Solid state reaction as a new method of amorphous film fabrication was introduced by R. Schwartz and W. L. Johnson in 1983. A thermodynamic explanation for the process given by the original article provides a clue to understanding the forces making the reaction possible. This thesis emphasizes the kinetic approach to the description of the reaction. The movements of the interfaces as a fundamental mechanism of the reaction is suggested. The reaction in La-Au and Ni-Hf multilayers is described. Resistance measurements, TEM and SIMS techniques, and Rutherford backscattering are used to study the process.

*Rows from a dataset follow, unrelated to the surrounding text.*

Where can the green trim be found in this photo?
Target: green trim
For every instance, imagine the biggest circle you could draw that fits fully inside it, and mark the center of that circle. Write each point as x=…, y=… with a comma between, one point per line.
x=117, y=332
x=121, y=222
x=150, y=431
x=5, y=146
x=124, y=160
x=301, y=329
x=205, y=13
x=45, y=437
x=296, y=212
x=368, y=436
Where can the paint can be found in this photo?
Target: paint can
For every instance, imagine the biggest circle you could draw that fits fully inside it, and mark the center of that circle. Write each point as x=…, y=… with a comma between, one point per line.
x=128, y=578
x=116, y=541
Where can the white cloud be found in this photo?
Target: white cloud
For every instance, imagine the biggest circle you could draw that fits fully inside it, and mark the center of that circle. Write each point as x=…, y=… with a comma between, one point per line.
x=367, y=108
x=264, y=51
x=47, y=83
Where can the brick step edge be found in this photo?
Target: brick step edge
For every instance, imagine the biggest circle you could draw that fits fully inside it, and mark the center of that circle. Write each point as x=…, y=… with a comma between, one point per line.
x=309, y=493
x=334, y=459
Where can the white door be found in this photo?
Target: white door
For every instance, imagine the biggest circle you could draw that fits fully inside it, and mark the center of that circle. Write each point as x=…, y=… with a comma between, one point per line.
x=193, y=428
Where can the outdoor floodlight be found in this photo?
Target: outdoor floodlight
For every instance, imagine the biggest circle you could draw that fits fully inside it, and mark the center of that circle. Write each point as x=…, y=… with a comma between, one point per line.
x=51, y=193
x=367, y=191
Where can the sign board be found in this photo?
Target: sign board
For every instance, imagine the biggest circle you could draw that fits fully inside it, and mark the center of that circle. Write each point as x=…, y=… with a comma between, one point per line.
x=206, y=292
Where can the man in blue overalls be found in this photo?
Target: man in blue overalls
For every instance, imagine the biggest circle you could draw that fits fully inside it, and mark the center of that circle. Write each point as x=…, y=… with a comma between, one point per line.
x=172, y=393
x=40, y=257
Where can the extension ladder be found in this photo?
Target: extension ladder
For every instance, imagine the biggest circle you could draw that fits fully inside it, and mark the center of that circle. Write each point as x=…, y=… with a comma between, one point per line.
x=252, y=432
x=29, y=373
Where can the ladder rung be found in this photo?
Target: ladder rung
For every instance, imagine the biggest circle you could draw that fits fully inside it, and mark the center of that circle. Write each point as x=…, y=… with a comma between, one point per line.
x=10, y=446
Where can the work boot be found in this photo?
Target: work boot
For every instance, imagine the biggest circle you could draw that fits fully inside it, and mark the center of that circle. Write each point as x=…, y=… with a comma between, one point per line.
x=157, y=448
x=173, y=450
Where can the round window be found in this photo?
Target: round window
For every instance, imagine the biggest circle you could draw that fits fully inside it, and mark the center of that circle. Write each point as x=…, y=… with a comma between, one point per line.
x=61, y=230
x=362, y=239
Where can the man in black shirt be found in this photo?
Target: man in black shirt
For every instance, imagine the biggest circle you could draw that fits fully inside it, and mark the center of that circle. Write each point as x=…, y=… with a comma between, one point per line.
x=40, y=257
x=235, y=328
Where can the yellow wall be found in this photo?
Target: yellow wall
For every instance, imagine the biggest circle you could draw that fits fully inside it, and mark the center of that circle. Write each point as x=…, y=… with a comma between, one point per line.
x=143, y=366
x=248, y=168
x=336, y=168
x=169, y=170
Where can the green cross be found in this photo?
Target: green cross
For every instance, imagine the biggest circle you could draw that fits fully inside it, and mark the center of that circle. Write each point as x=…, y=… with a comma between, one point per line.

The thesis contains a proof that the final product of the solid state reaction is amorphous. It describes the morphology of the reacting multilayers. The one-dimensional and multi-dimensional processes taking place during the growth are separated. The thesis connects the properties of the reaction with known properties of the "fast diffusion." The phenomenological model for the reaction is introduced. The model consists of a diffusion equation with a new set of boundary conditions. The amorphous layer growth rate in the limit of short time is found to be X = 1 - exp(-At) and X = -1/(A - 1) + (2at)^1/2 in the limit of long time. The "steady state" approximation as a solution to the diffusion equations in the limit of long time is found to be incorrect. The model shows excellent agreement with the experimental data.